Die vollen Programmkassen der Online-Dienste füttern sagenhaft hohe Produktionsbudgets: Jede Folge von "The Get Down" hat 12 Millionen Dollar gekostet.

Aber diese hohen Kosten sind eigentlich Resultat eines Dilemmas: Die Streamingdienste müssen sich ihre Kunden teuer erkaufen, indem sie sie vom herkömmlichen Fernsehen weglocken.

Umbruch

Oder mussten. Denn dass Netflix nun Vorzeige-Produktionen abdreht, könnte auch ein Signal sein, dass die erste Phase des TV-Umbruchs (erfolgreich) abgeschlossen wurde, sprich dass die Streamingdienste sich als das neue Fernsehen etabliert haben. Man hat die herkömmlichen Sender – viele davon schlummern weiter im inhaltlichen Dornröschenschlaf – überholt. Vor allem bei Jugendlichen ist es keine Frage mehr, ob man den Fernsehapparat oder das Internet zum Bewegtbildschauen verwendet.

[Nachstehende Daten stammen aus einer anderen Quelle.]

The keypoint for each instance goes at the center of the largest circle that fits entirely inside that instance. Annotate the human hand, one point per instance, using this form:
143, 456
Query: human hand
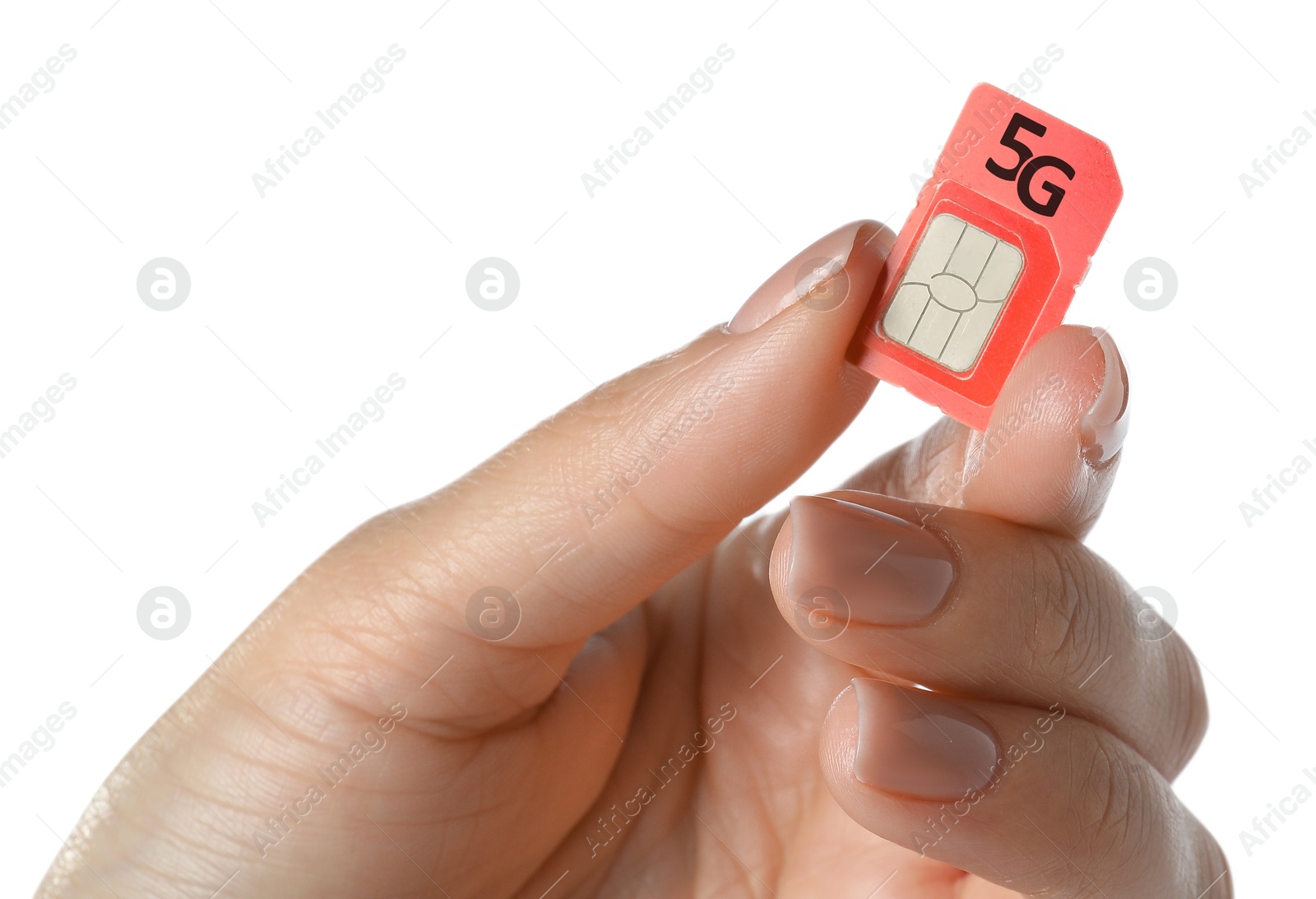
651, 725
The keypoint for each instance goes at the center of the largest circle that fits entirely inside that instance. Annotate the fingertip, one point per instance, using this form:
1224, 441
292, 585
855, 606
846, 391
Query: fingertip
1050, 454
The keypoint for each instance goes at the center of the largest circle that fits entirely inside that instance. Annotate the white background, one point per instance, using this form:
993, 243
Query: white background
349, 270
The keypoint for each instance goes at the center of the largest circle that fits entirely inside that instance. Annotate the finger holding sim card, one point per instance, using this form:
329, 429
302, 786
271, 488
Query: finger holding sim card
989, 260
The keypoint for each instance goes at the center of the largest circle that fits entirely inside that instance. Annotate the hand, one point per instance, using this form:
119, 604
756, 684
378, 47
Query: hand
563, 674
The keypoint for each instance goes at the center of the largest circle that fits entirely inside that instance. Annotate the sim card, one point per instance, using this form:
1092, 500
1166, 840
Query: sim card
989, 260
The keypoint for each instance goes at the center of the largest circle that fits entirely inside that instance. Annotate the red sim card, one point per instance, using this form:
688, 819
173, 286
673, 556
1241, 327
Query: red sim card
989, 260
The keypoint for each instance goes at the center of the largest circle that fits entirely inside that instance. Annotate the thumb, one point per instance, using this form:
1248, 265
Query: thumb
582, 517
1050, 451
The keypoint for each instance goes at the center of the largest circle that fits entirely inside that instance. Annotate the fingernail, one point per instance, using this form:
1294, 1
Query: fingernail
920, 745
1107, 423
816, 276
879, 568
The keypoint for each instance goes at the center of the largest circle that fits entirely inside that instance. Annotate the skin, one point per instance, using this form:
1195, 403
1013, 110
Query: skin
651, 624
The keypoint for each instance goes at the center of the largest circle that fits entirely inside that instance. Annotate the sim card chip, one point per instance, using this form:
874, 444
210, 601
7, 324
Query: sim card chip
953, 291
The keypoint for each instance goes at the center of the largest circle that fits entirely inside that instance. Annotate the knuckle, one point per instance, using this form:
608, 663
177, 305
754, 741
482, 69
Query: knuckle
1070, 632
1184, 702
1122, 803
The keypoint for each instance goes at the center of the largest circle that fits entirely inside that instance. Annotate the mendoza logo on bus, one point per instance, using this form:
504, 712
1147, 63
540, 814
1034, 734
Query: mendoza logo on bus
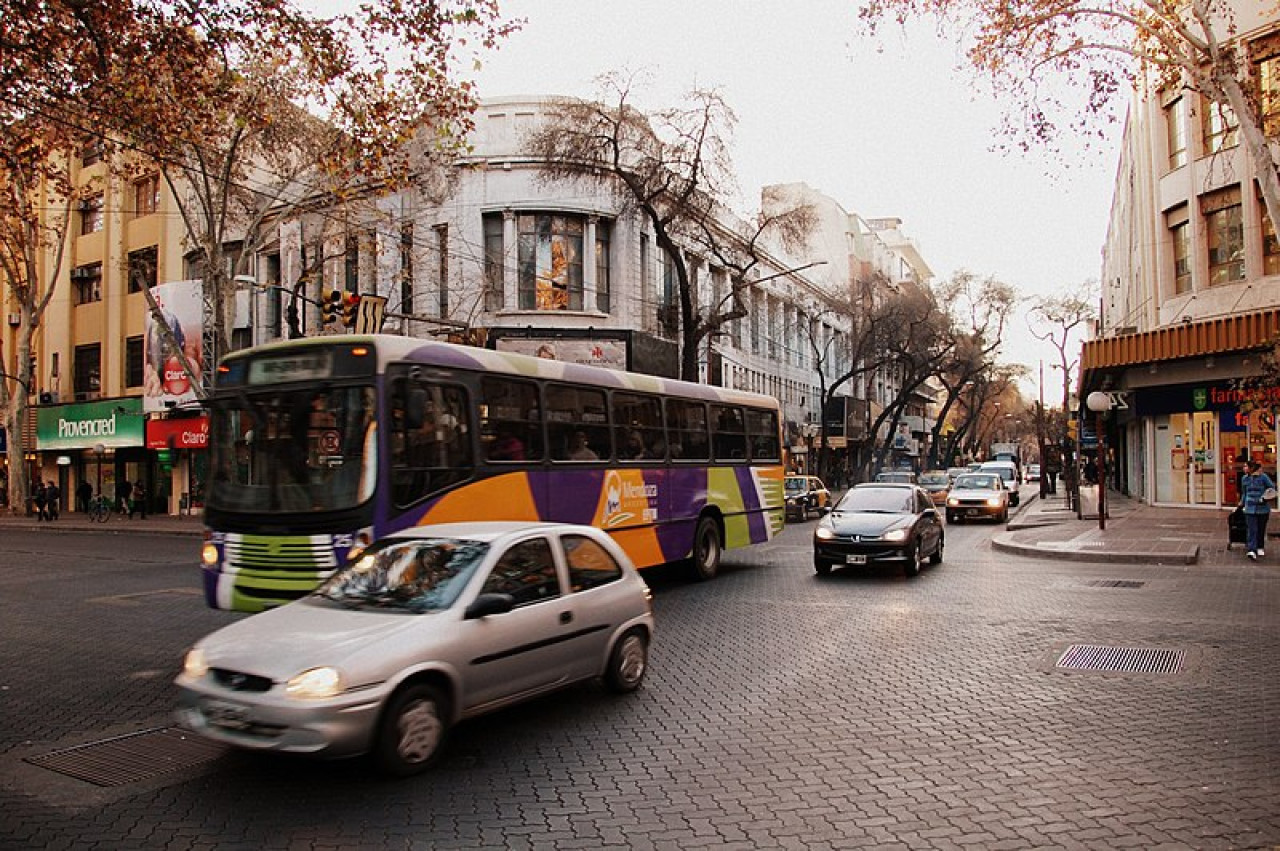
626, 499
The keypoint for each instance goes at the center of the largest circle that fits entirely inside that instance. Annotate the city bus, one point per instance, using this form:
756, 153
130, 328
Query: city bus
321, 445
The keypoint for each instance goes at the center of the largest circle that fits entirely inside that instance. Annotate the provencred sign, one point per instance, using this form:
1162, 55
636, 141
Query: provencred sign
117, 422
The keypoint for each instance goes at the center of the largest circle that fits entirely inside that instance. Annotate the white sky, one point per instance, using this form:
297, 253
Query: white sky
895, 128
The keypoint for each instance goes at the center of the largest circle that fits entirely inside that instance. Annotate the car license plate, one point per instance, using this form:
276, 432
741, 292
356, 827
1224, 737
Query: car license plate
220, 713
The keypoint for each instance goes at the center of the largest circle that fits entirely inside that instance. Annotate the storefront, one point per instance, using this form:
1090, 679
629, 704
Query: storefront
181, 456
1201, 435
103, 440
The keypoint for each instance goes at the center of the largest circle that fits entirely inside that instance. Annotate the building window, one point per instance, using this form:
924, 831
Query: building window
602, 268
133, 361
87, 284
1180, 237
91, 214
494, 273
1219, 126
1270, 245
1175, 133
142, 269
406, 269
146, 195
1224, 227
442, 264
88, 365
668, 312
551, 261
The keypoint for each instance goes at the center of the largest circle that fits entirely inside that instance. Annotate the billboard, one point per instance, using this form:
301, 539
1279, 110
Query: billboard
164, 381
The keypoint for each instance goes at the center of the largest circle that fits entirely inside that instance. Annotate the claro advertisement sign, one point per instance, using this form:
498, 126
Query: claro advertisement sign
114, 424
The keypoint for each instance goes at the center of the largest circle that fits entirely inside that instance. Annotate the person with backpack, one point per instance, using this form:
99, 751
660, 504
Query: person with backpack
1256, 492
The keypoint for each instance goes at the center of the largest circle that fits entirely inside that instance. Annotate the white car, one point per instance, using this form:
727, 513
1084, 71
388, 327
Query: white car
426, 627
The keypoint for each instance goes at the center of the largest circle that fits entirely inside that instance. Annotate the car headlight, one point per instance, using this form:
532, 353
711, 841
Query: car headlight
316, 682
195, 666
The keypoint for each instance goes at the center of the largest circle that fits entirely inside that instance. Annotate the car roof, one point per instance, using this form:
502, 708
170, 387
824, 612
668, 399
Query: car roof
488, 531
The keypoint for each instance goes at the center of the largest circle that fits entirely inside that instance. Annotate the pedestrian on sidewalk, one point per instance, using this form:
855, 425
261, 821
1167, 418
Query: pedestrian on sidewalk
1256, 489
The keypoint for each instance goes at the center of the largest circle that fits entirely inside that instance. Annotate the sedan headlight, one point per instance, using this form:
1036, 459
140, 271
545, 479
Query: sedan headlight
195, 666
316, 682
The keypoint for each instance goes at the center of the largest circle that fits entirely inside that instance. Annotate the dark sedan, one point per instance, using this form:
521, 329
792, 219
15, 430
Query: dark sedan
880, 522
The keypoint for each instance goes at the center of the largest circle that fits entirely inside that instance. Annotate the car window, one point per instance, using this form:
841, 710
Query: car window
526, 572
589, 563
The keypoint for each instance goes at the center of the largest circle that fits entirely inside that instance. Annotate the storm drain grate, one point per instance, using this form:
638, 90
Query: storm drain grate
1088, 657
132, 758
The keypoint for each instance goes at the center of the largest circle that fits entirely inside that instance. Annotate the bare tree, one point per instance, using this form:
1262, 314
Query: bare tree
673, 168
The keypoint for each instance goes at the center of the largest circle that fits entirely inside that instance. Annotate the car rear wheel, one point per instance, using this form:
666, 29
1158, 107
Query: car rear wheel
707, 549
412, 731
913, 559
627, 663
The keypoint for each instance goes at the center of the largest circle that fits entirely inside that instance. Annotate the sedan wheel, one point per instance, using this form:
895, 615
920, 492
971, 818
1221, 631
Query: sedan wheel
627, 663
412, 731
913, 561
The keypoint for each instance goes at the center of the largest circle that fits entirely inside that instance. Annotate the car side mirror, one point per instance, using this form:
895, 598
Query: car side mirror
488, 604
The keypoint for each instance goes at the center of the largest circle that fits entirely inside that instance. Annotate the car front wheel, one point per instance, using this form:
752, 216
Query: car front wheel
412, 730
627, 663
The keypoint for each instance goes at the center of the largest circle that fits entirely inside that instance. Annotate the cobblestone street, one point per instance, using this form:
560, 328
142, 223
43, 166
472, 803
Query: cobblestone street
782, 710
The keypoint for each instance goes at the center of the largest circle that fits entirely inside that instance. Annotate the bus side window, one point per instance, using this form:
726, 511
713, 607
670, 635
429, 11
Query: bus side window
730, 433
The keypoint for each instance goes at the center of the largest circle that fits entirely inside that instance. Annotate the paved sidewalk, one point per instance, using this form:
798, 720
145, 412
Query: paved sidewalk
115, 524
1134, 532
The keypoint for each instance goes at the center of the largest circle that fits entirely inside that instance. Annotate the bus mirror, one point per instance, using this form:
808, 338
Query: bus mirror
415, 408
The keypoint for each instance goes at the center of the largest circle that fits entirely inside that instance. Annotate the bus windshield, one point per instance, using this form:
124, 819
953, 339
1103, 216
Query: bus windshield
293, 449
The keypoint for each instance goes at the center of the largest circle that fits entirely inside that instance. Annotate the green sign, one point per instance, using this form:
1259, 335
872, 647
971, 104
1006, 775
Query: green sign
117, 422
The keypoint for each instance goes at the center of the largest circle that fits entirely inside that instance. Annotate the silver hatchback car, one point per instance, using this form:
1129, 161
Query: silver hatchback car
426, 627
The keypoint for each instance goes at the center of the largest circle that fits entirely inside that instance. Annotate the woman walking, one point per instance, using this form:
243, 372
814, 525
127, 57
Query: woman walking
1256, 489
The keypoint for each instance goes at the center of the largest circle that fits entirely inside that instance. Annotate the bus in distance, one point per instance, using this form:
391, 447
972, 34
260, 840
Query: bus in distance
321, 445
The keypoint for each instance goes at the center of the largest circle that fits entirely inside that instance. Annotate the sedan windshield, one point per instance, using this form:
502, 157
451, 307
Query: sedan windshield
296, 449
421, 575
894, 501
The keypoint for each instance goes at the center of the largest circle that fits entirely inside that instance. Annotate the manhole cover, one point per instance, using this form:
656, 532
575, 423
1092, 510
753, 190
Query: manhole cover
132, 758
1089, 657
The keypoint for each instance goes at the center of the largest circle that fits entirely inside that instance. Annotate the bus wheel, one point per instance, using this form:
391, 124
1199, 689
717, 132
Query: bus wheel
412, 731
707, 549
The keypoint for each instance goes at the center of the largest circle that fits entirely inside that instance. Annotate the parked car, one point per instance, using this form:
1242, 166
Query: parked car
805, 494
901, 476
1009, 472
978, 494
936, 483
426, 627
878, 522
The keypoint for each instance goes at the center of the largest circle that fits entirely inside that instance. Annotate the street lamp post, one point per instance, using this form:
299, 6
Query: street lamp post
1100, 403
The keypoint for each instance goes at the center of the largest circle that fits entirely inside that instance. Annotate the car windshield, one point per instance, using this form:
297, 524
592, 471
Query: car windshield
296, 449
977, 483
890, 501
420, 575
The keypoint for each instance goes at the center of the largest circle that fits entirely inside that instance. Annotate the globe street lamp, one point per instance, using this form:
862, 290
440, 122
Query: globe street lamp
1100, 403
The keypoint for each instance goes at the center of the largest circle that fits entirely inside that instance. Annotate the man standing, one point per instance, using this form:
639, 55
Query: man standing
1256, 489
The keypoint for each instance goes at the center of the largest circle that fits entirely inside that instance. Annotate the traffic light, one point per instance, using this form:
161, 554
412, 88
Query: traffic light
330, 305
350, 309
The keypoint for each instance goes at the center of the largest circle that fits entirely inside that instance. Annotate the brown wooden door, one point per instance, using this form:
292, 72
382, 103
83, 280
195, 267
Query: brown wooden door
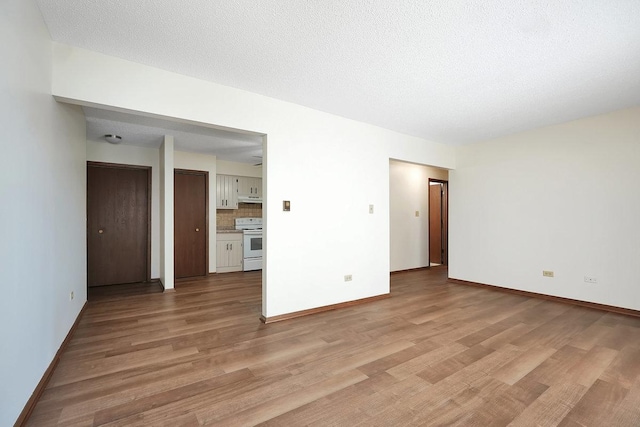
190, 217
117, 224
438, 222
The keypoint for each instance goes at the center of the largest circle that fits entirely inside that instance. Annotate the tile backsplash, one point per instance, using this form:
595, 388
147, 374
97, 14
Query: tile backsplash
225, 217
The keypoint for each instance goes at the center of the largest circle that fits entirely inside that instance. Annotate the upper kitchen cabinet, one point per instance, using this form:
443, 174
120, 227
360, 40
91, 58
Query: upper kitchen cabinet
249, 187
226, 192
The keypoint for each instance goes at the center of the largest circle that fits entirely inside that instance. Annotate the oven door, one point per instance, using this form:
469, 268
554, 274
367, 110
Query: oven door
252, 244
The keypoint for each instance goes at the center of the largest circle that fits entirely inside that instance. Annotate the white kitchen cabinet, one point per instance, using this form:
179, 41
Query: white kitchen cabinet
226, 192
249, 186
228, 252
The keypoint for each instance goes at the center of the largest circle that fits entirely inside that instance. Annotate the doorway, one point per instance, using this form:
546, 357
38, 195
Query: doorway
118, 212
191, 218
438, 222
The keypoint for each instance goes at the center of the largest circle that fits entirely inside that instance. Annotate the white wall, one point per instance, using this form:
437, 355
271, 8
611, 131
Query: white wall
239, 169
408, 193
564, 198
206, 163
42, 208
137, 156
165, 170
329, 167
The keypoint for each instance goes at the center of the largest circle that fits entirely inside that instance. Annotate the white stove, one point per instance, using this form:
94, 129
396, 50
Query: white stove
251, 242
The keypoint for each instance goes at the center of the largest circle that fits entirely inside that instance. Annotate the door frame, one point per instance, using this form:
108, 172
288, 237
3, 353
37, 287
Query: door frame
206, 218
445, 232
148, 169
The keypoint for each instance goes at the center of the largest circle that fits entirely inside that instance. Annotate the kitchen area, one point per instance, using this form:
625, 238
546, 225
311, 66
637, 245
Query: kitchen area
238, 223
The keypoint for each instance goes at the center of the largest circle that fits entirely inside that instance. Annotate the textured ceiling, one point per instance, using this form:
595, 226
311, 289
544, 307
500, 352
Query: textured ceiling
149, 132
452, 71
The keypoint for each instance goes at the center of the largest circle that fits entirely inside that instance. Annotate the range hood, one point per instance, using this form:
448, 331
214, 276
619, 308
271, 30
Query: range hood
249, 199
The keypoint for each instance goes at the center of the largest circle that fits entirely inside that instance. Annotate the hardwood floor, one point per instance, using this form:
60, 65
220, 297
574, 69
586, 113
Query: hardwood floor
435, 353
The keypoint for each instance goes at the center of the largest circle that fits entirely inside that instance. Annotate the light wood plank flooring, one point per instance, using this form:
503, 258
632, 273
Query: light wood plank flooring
436, 353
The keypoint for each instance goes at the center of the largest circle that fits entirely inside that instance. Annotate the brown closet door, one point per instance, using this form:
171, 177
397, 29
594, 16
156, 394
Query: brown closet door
190, 217
117, 224
435, 224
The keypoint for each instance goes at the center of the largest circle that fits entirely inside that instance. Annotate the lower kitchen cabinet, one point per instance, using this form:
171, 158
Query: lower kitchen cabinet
228, 252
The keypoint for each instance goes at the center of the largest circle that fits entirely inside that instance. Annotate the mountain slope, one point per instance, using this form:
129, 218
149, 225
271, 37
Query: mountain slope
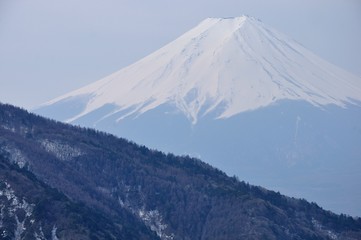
175, 197
244, 98
31, 209
223, 65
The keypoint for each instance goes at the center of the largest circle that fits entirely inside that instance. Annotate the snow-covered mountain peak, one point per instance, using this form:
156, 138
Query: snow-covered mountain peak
223, 65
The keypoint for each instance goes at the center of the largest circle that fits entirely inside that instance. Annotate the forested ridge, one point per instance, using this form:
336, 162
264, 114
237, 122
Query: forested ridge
106, 187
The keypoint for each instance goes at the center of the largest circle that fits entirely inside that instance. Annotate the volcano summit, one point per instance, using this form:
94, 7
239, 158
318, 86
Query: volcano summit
244, 98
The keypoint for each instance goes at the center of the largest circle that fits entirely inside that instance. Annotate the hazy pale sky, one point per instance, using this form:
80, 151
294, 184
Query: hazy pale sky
48, 48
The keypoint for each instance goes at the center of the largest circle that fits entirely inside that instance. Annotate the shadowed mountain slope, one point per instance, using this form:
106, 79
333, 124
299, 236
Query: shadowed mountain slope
174, 197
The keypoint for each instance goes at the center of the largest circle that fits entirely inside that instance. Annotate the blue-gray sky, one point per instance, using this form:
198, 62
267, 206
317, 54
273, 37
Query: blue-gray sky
48, 48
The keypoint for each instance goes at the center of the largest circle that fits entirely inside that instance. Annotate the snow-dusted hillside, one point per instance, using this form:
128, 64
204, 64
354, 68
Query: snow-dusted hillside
243, 97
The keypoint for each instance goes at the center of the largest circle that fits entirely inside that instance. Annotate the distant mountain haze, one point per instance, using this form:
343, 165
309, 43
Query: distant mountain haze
243, 97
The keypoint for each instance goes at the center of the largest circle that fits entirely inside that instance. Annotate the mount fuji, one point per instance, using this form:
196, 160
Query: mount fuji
244, 98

Und damit könnten die Streamingdienste auch bei den Produktionskosten auf die Bremse steigen.

Netflix-Chef Reed Hastings widerspricht zwar: Er rege seine Mitarbeiter an, mutig zu sein; das führe dazu, dass manches eben nicht funktioniert, sagte er laut Variety. Aber das goldene könnte rascher zum silbernen TV-Zeitalter werden als gedacht.